Tout en se félicitant que « le pluralisme démocratique […] soit désormais une réalité palpable », il a mis en garde contre « une quelconque partie insidieuse, de l’intérieur ou de l’extérieur » - qu’il n’a pas nommée - pouvant « susciter la Fitna (discorde, en arabe) et provoquer le chaos », dans un message diffusé par l’agence officielle APS.

Dans un message, délivré à l'occasion de la Journée internationale de la Femme du 8 mars, le chef de l'Etat «exhorte aujourd’hui en premier lieu les mères, à veiller à la préservation de l’Algérie, en général, et de ses enfants en particulier », ajoute-t-il, après avoir rappelé la « tragédie nationale » de la décennie de guerre civile (1992-2002).

Bouteflika réfute toute «logique d’intimidation»

« Autour de nos frontières se jouent des crises et des tragédies induites par le terrorisme […] nous nous devons d’être prudents et vigilants afin de préserver notre cher pays », explique également Abdelaziz Bouteflika, réfutant toute « logique d’intimidation » dans ses propos.

« Nombreux sont les haineux à l’étranger à regretter que l’Algérie ait traversé, grâce à vous Algériens et Algériennes, paisiblement et sereinement, la déferlante du printemps arabe », poursuit-il, dénonçant « ces cercles » qui « n’ont jamais cessé de conspirer contre notre pays ».

 

En annonçant sa candidature le 10 février, le président algérien a mis fin à des mois d’incertitudes sur ses intentions mais aussi déclenché une contestation contre lui inédite depuis qu’il a été élu la première fois il y a exactement vingt ans.

« Aucune inquiétude » sur son état de santé

Âgé de 82 ans et affaibli par les séquelles d’un AVC en 2013, qui l’empêchent depuis de s’adresser de vive voix à ses concitoyens et ne lui autorisent que de rares sorties publiques, le président Bouteflika est hospitalisé depuis le 24 février à Genève (Suisse).

Son retour en Algérie n’a toujours pas été annoncé.
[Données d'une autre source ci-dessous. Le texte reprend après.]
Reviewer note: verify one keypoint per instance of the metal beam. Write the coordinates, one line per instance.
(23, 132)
Sa santé n'inspire « aucune inquiétude » et les examens qu'il subit depuis plus de dix jours en Suisse sont bientôt terminés, a assuré jeudi son directeur de campagne, niant toute dégradation de son état de santé.
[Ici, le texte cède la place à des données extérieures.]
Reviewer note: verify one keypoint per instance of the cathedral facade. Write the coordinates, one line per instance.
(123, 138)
Pas de délai avancé pour la présidentielle anticipée

Afin de tenter de calmer la contestation, Bouteflika s'est engagé, s'il est élu, à ne pas aller au bout de son mandat et à quitter le pouvoir après de profondes réformes, décidées par une conférence nationale. Des propositions n'ont pas fait faiblir la mobilisation.

Son directeur de campagne a également précisé jeudi que la date de la présidentielle anticipée serait fixée «librement» par la seule « conférence nationale », alors qu'un délai d'un an après la réélection de Bouteflika avait été évoquée.

Les avocats et les journalistes dans la rue

Jeudi, la contestation s'est poursuivie, notamment dans la capitale, où les manifestations, officiellement interdites depuis 2001, sont désormais quasi-quotidiennes. Un millier d'avocats du barreau d'Alger se sont rassemblés jeudi devant le siège du Conseil constitutionnel qui étudie, depuis le 4 mars, les dossiers de candidatures à la présidentielle, en réclamant qu'il invalide celle du chef de l'Etat. Le Conseil constitutionnel doit statuer sur les candidatures avant le 14 mars.

Le président Bouteflika a perdu au cours des dernières 24 heures le soutien, qui lui est habituellement acquis, des trois importantes associations liées à la guerre d'indépendance dont il est un ancien combattant.

 

-
Un millier d'avocats du barreau d'Alger se sont rassemblés jeudi devant le siège du Conseil constitutionnel. REUTERS-Zohra Bensemra

 

Plusieurs dizaines de journalistes -de médias privés et publics de presse écrite et du secteur de l'audiovisuel- se sont également rassemblés pour le 2e jeudi consécutif sur la Place de la Liberté de la Presse, dans le centre d'Alger, pour protester à nouveau contre les « pressions » exercées selon eux par leur hiérarchie dans leur couverture du mouvement de contestation.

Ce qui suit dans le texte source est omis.